Should I refile if I was denied an i 601 waiver for immigration? 7 Answers as of July 19, 2011My wife and I should had our I-601 denied. We would like to refile the process. I have been living as a legal resident in Brazil for the past 2 years. Could that have been the reason for the denial? we haven't received the letter from the consulate yet. How do we prove extreme hardship if I live here?
Reza Athari & Associates, PLLC | Reza Athari
Yes, you may refile both immigrant visa interview and waiver. Not sure why the I-601 was denied. Maybe because you didn't know how to prove hardship. You will need an experience immigration attorney to help you with the waiver. Living in Brazil might have affected the waiver application as well.
Answer Applies to: Nevada
Eric M. Mark, Attorney at Law | Eric Mark
Extreme hardship is a very difficult standard. You can try the petition again, but you need to retain a lawyer to help prepare the waiver application. As you can see, the chances of success are even smaller when you apply for a waiver on your own. There is no way to assess you chances of success on a waiver without speaking to you at length.
Answer Applies to: New Jersey
Fong & Associates | William D. Fong
You should certainly re-file the waiver if there is a change of circumstances or you feel that the officer did not adjudicate the case correctly. The extreme and unusual hardship is to the US citizen spouse, and it will be more difficult if you are already separated as this is evidence to show it is not such a hardship.
Answer Applies to: Texas
Law Office of Immigration & International Trade Law | Linda Liang
Without reviewing all your documents, no quality advice could be given. Because this is not about general law, rather it is about your specific facts, you'd be better off consulting an experienced immigration lawyer with all your paperwork. You are more than welcome to contact us for a phone consultation.
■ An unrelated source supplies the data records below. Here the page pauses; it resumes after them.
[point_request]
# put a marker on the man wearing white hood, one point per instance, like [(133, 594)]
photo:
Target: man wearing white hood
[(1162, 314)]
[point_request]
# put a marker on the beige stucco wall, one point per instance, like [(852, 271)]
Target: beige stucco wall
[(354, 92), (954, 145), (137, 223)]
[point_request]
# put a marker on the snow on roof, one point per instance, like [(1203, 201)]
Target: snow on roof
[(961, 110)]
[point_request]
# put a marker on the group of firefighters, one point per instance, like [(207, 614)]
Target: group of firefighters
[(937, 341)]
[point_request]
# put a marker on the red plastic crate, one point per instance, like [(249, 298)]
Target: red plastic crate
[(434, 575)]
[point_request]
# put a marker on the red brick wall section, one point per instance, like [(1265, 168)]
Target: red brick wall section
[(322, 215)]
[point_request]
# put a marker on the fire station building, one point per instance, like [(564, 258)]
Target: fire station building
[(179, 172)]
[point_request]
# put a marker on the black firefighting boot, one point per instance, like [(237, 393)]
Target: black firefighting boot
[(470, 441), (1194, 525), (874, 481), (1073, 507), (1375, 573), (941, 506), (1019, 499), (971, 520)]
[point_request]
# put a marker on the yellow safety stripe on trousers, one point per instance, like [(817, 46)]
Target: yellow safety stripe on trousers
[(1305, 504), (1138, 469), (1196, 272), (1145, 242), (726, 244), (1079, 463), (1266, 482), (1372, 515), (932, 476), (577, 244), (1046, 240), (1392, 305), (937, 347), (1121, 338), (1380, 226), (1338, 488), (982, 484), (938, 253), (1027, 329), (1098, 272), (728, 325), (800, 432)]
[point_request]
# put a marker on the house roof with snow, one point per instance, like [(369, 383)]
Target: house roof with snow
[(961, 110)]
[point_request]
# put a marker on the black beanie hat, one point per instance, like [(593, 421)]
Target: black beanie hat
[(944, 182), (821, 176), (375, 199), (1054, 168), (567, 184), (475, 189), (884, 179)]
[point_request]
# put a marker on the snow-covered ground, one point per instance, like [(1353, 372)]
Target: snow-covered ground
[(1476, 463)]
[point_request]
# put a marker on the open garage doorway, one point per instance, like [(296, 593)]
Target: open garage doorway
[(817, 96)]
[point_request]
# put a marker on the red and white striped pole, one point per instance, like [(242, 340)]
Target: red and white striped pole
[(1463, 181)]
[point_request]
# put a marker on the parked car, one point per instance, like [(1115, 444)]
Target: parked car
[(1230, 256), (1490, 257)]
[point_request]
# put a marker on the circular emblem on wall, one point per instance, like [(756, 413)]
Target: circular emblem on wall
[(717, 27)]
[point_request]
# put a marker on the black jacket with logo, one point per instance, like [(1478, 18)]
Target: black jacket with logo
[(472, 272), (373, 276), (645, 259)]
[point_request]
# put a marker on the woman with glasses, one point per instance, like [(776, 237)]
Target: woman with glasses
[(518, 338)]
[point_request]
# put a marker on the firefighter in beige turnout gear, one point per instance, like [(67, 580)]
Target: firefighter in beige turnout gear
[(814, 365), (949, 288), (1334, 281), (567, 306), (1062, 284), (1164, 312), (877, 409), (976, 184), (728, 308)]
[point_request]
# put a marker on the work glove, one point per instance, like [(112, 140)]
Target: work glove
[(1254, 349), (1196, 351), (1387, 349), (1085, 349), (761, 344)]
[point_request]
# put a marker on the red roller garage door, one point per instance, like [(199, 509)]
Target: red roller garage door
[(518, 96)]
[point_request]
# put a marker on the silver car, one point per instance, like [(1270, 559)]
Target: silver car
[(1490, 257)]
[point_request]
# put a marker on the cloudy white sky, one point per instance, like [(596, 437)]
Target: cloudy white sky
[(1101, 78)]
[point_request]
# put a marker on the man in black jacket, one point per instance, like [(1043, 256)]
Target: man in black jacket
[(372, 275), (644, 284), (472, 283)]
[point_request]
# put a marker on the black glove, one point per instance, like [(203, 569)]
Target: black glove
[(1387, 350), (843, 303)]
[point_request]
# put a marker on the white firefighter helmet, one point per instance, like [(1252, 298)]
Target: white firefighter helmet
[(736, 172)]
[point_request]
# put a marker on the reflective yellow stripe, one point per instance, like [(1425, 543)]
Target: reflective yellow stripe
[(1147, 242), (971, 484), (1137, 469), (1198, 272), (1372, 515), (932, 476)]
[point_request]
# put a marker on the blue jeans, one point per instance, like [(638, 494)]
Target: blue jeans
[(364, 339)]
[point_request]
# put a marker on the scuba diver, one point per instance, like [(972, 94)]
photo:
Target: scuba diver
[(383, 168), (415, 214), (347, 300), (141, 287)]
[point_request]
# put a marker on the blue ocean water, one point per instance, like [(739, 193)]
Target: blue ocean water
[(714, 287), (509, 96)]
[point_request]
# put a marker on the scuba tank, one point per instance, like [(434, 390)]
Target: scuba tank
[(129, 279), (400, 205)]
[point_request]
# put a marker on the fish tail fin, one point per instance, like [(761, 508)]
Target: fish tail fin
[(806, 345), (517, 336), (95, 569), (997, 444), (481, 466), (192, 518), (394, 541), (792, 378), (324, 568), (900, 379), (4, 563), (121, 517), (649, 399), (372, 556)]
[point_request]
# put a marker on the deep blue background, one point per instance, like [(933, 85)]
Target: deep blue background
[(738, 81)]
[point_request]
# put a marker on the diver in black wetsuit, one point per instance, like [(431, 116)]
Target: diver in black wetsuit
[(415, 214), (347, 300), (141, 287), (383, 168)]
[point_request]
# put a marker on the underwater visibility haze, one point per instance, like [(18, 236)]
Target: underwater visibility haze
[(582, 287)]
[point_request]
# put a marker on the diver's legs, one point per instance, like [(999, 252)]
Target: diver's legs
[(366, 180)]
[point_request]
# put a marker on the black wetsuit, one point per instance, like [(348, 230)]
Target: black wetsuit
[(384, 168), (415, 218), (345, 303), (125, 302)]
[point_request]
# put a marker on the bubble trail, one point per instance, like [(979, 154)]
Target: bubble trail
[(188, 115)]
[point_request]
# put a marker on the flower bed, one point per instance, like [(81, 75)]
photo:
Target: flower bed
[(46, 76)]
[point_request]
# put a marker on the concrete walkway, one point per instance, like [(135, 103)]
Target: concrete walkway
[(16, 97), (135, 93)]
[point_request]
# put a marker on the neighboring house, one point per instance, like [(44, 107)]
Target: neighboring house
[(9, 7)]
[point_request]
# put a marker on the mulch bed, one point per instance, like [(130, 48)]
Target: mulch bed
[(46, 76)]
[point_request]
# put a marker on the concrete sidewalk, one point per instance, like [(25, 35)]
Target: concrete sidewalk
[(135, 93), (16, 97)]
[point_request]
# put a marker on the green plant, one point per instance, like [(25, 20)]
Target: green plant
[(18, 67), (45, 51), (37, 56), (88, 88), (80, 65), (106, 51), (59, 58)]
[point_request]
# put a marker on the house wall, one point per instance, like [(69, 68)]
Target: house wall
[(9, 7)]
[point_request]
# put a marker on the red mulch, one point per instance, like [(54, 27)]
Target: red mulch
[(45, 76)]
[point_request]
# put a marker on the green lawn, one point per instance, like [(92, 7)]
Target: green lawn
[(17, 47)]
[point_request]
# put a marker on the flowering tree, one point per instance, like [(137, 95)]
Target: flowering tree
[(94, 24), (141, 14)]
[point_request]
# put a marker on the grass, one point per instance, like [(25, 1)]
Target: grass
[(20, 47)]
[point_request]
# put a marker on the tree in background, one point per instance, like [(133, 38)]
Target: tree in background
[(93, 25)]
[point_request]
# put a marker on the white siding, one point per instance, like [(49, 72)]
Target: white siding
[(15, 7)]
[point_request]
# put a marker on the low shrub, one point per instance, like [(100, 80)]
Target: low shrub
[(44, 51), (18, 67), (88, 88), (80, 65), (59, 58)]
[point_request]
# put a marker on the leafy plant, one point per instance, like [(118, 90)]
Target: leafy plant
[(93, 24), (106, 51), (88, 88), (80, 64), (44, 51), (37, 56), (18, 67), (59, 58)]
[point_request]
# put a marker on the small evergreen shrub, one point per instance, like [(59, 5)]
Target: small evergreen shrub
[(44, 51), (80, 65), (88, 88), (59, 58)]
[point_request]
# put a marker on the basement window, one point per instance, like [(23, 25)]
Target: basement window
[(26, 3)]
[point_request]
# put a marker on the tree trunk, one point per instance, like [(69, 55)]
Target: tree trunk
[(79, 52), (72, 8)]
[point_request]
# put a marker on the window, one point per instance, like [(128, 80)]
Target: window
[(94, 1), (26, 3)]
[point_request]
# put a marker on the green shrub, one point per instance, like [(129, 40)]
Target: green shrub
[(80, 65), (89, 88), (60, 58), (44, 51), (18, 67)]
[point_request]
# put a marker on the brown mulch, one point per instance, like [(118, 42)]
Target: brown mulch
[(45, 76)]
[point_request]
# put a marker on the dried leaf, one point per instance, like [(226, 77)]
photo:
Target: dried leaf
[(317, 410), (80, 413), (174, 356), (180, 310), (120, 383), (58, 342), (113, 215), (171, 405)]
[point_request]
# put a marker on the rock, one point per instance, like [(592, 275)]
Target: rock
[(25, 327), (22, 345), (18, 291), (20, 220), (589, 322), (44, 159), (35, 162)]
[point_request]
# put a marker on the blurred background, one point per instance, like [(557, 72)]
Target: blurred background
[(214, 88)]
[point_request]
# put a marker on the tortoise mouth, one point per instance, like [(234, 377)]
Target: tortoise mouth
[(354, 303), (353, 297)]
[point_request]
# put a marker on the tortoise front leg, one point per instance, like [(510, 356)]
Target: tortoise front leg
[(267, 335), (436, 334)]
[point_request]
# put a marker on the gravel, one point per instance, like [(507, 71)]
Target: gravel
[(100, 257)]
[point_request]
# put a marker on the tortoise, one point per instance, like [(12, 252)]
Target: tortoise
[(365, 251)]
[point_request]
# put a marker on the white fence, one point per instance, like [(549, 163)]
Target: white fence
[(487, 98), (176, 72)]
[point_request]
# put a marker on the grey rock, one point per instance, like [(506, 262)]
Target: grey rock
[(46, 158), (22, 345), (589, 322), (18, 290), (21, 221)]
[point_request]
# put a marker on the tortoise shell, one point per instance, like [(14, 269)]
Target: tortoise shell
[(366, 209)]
Answer Applies to: Florida
Law Office of Christine Troy | Christine Troy
I highly recommend that you work with a competent immigration attorney instead of filing on your own. It is very difficult to get these approved and they must be done using very detailed arguments and documentation. If you are the USC and have been living with her there, that will weaken your argument of EH because you are living abroad.